A Fungal Immunotherapeutic Vaccine (NDV-3A) for Treatment of Recurrent Vulvovaginal Candidiasis-A Phase 2 Randomized, Double-Blind, Placebo-Controlled Trial

John E Edwards Jr, Michael M Schwartz, Clint S Schmidt, Jack D Sobel, Paul Nyirjesy, Florian Schodel, Erica Marchus, Mary Lizakowski, Elizabeth A DeMontigny, Jesse Hoeg, Tuomas Holmberg, M Timothy Cooke, Keila Hoover, Lance Edwards, Mark Jacobs, Steven Sussman, Michael Augenbraun, Michael Drusano, Michael R Yeaman, Ashraf S Ibrahim, Scott G Filler, John P Hennessey Jr, John E Edwards Jr, Michael M Schwartz, Clint S Schmidt, Jack D Sobel, Paul Nyirjesy, Florian Schodel, Erica Marchus, Mary Lizakowski, Elizabeth A DeMontigny, Jesse Hoeg, Tuomas Holmberg, M Timothy Cooke, Keila Hoover, Lance Edwards, Mark Jacobs, Steven Sussman, Michael Augenbraun, Michael Drusano, Michael R Yeaman, Ashraf S Ibrahim, Scott G Filler, John P Hennessey Jr

Abstract

Background: Recurrent vulvovaginal candidiasis (RVVC) is a problematic form of mucosal Candida infection, characterized by repeated episodes per year. Candida albicans is the most common cause of RVVC. Currently, there are no immunotherapeutic treatments for RVVC.

Methods: This exploratory randomized, double-blind, placebo-controlled trial evaluated an immunotherapeutic vaccine (NDV-3A) containing a recombinant C. albicans adhesin/invasin protein for prevention of RVVC.
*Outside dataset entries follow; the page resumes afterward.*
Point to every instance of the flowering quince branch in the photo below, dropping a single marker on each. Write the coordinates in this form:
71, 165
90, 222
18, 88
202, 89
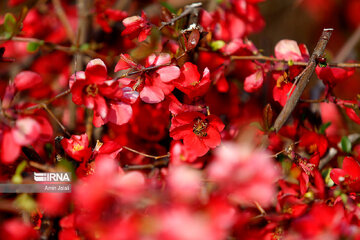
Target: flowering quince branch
292, 63
45, 103
303, 81
189, 9
54, 46
146, 155
63, 18
52, 115
156, 164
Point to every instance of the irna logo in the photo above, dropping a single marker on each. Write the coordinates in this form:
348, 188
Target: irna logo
52, 177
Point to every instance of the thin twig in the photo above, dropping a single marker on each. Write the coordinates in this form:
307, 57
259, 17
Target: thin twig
187, 10
348, 46
146, 155
272, 59
303, 81
40, 105
56, 120
42, 167
64, 20
157, 164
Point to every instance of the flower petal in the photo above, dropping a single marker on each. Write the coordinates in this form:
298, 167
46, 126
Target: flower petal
168, 74
152, 94
96, 71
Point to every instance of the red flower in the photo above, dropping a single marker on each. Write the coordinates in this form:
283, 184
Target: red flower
92, 88
26, 79
198, 131
280, 93
137, 26
26, 131
349, 176
190, 81
332, 75
77, 147
254, 81
155, 84
290, 50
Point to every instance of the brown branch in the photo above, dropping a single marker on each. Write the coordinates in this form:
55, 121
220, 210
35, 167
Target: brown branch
189, 9
64, 20
303, 81
40, 105
44, 106
54, 46
146, 155
348, 46
157, 164
142, 70
42, 167
272, 59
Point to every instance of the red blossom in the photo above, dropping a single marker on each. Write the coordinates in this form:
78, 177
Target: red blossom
190, 81
155, 84
198, 131
77, 147
27, 79
137, 26
348, 176
333, 75
93, 89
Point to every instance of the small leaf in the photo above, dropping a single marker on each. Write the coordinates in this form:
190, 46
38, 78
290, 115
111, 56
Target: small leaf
32, 46
85, 46
25, 202
345, 144
267, 116
323, 127
216, 45
168, 7
193, 39
257, 125
9, 23
17, 178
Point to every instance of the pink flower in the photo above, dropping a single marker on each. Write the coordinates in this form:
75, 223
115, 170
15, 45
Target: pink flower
246, 174
199, 132
93, 89
137, 26
77, 147
349, 176
155, 84
290, 50
26, 79
254, 81
26, 131
190, 81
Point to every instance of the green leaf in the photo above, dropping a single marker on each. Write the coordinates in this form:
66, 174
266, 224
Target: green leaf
9, 23
257, 125
168, 6
322, 64
345, 144
25, 202
17, 178
85, 46
216, 45
32, 46
323, 127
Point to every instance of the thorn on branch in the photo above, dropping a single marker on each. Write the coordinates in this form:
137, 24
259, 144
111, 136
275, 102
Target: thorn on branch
303, 80
189, 9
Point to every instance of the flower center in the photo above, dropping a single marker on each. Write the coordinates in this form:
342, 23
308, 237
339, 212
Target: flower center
78, 147
200, 127
92, 90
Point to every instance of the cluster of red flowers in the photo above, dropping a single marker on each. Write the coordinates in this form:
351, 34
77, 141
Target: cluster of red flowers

Results: The study in 188 women with RVVC (n = 178 evaluable) showed that 1 intramuscular dose of NDV-3A was safe and generated rapid and robust B- and T-cell immune responses. Post hoc exploratory analyses revealed a statistically significant increase in the percentage of symptom-free patients at 12 months after vaccination (42% vaccinated vs 22% placebo; P = .03) and a doubling in median time to first symptomatic episode (210 days vaccinated vs 105 days placebo) for the subset of patients aged <40 years (n = 137). The analysis of evaluable patients, which combined patients aged <40 years (77%) and ≥40 years (23%), trended toward a positive impact of NDV-3A versus placebo (P = .099).

Conclusions: In this unprecedented study of the effectiveness of a fungal vaccine in humans, NDV-3A administered to women with RVVC was safe and highly immunogenic and reduced the frequency of symptomatic episodes of vulvovaginal candidiasis for up to 12 months in women aged <40 years. These results support further development of NDV-3A vaccine and provide guidance for meaningful clinical endpoints for immunotherapeutic management of RVVC.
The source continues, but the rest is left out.